The court has reviewed the documents and pleadings on file in this matter and finds that Dvorak was both a necessary participant and a substantial factor in the sale of unrestricted CMKM stock in violation of Section 5 of the Securities Act. First, but for Dvorak's participation with CMKM, there would not have been a sale of unregistered securities. His letters enabled the removal of the restrictive legends which allowed them to be sold by defendant broker NevWest Securities, Inc. ("NevWest"). Second, the writing of opinion letters justifying the removal of the restrictive legends is not a de minimis act: Dvorak's participation was a crucial and integral role in the overall scheme to sell unregistered securities. See e.g., Geiger v. SEC, 363 F.3d 481, 487 (D.C. Cir. 2004) (holding that an attorney who writes unfounded opinion letters about registration exemptions which allow for the sale of unregistered securities is both a necessary participant and a substantial factor in any unlawful sale). Therefore, the court finds that the SEC is entitled to summary judgment against defendant Dvorak.

B. Global Stock and Helen Bagley

Defendant Global Stock is a Nevada corporation that operated as a transfer agent for CMKM's stock transactions. Defendant Bagley is the principal of Global Stock and was the individual who removed the restrictive legends from CMKM's stock certificates for at least 270 billion shares of CMKM stock.

The court has reviewed the documents and pleadings on file in this matter and finds that Global Stock and Bagley were both necessary participants and substantial factors in the sale of unrestricted CMKM stock in violation Section 5 of the Securities Act. First, but for their participation in removing the restrictive legends, there would not have been a sale of unregistered securities because the CMKM stock would still have the restrictive legend on each certificate. Second, defendants participation was not de minimis. Global Stock and Bagley issued billions of shares of CMKM stock without the restrictive legend and then transferred those unrestricted certificates to defendant NevWest for the purpose of sale to the general public.

In their opposition, Global Stock and Bagley argue that there is a disputed issue of material fact as to whether they had known or had a reason to know that an illegal distribution of the stock would occur, thereby precluding summary judgment. However, Section 5 of the Securities Act is a strict liability statute. See e.g., SEC v. Ramoil Mgmt., Ltd., 2007 U.S. Dist. LEXIS 79581, *27-30 (S.D. N.Y. 2007); SEC v. Levine, 2010 U.S. Dist. LEXIS 77937, *3 (D. Nev. 2010) ("The plain language of the statute has no scienter requirement.") (citing SEC v. Alpha Telecom, Inc., 187 F. Supp. 2d 1250, 1258 (D. Or. 2002) ("There is no scienter requirement under Section 5.")). As such, the SEC is not required to establish scienter on the part of a defendant in connection with the sale of unregistered securities. Phan, 500 F.3d at 906.

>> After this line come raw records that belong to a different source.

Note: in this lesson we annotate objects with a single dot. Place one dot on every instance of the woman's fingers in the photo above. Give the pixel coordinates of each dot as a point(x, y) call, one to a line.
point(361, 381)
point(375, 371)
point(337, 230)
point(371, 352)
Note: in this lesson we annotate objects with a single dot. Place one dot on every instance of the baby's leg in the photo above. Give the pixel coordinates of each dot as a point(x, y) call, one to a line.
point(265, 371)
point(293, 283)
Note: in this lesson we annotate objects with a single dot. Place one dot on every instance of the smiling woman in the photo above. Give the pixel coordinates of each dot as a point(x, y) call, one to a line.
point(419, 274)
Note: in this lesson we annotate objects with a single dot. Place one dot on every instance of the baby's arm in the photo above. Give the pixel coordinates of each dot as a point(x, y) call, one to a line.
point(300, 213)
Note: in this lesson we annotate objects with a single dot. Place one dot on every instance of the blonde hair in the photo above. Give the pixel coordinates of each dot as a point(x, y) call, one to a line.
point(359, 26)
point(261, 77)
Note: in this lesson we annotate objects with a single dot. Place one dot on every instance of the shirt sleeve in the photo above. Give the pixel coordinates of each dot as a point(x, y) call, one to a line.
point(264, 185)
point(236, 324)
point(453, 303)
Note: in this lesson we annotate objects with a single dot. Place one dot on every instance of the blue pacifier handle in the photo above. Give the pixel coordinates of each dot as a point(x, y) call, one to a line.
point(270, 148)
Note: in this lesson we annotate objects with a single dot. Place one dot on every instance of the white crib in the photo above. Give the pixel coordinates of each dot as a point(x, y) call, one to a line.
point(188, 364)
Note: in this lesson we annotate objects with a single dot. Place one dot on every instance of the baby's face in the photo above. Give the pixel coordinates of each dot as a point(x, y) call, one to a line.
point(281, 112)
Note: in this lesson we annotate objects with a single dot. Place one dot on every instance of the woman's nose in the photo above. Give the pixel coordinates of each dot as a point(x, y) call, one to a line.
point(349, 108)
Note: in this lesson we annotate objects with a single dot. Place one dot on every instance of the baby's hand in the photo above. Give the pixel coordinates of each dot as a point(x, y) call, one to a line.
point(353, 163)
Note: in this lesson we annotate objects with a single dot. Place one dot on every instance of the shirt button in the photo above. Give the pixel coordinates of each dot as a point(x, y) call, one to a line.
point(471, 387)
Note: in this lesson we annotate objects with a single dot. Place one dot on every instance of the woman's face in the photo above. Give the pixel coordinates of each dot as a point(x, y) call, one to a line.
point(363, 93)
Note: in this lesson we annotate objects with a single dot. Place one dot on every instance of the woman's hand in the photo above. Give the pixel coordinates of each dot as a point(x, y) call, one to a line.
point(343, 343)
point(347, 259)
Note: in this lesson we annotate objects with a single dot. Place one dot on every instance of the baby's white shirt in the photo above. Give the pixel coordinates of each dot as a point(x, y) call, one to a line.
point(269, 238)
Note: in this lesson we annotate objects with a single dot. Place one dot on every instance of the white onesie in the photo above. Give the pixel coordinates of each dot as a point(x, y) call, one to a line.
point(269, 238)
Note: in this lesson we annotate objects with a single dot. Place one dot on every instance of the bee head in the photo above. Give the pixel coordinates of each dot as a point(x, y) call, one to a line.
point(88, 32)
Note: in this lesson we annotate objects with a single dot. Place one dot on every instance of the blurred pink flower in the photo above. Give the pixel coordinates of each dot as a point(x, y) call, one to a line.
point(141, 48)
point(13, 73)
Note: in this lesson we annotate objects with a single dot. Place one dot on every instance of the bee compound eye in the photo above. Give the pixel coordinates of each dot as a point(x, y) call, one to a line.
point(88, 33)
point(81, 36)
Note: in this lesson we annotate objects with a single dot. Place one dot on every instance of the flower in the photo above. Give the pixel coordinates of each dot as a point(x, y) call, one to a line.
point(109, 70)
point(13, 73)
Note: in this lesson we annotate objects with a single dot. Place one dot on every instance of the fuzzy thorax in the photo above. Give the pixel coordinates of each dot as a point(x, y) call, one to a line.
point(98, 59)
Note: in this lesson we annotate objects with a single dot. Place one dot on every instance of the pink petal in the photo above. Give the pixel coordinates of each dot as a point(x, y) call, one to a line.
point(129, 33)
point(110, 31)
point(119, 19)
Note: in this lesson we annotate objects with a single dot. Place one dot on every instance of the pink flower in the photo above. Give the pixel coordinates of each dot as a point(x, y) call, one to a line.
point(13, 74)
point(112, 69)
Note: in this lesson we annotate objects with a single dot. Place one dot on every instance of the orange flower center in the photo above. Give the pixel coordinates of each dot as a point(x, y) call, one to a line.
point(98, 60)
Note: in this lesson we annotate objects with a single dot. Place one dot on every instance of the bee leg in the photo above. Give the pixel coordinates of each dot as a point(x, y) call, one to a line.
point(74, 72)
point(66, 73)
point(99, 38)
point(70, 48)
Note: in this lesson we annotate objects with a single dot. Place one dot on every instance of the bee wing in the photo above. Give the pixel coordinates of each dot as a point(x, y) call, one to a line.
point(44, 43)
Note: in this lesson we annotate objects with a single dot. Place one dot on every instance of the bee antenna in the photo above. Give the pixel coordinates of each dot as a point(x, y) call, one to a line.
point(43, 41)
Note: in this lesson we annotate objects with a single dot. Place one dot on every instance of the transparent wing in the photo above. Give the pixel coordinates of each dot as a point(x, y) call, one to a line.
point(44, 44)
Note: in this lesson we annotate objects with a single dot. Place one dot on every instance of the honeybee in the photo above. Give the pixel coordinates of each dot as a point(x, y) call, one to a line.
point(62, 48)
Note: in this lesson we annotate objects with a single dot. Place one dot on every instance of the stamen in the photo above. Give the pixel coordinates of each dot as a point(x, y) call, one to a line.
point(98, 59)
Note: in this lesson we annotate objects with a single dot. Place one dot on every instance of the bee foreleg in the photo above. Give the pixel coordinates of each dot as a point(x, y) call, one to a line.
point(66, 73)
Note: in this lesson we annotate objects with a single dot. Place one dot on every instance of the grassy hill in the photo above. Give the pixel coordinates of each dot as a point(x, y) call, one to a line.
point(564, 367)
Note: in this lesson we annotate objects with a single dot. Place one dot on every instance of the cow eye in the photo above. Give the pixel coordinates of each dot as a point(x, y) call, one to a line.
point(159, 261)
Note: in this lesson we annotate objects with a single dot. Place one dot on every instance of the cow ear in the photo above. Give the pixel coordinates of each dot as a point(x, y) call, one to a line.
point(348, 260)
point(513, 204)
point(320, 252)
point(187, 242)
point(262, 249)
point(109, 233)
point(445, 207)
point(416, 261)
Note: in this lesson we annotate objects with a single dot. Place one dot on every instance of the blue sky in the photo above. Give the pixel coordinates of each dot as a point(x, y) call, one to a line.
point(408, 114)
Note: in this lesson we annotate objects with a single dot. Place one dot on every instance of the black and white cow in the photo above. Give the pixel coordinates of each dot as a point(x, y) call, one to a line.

Additionally, Global Stock and Bagley argue that they relied on the representations of counsel, namely defendant Dvorak, in removing the restrictive legends from the CMKM stock, and therefore, they cannot be liable for any violation of the Securities Act. To establish the defense for good faith reliance on the advice of counsel, a defendant must show that they: "(1) made a complete disclosure to counsel; (2) requested counsel's advice as to the legality of the contemplated action; (3) received advice that it was legal; and (4) relied in good faith on that advice." SEC v. Savoy Industries, Inc., 665 F.2d 1310, 1314 n. 28 (D.C. Cir. 1981). Further, the defendant has the burden of establishing each element of a reliance on counsel defense. SEC v. Goldfield Mines Co. of Nevada, 758 F.2d 459, 467 (9th Cir. 1985).

Here, the court finds that defendants Global Stock and Bagley have failed to meet their burden establishing a good faith reliance on the advice of counsel. Although defendants claim that they did not remove a single restrictive legend from CMKM stock without receiving a supporting opinion letter from counsel, the evidence before the court establishes that defendants believed that Dvorak's opinion letters were not supported by the law and requested CMKM to find another attorney to the write opinion letters supporting removal of the restrictive legends. Further, after requesting a different attorney, defendants continued to remove restrictive legends from CMKM stock based on Dvorak's unsupported opinion letters. Therefore, the court finds that the SEC is entitled to summary judgment against defendants Global Stock and Bagley.

C. Sergey Rumyantsev

Defendant Rumyantsev was the CEO and head trader at defendant NevWest, the company that caused the billions of unregistered shares to be sold to the public. While CEO, Rumyantsev allowed NevWest to acquire and distribute the newly issued unregistered CMKM stock certificates. Further, Rumyantsev allowed an individual associated with CMKM to open more than thirty (30) different brokerage accounts with NewWest in more than thirty (30) different names, while using the same social security number for most accounts, for the sole purpose of trading the unrestricted shares of CMKM stock.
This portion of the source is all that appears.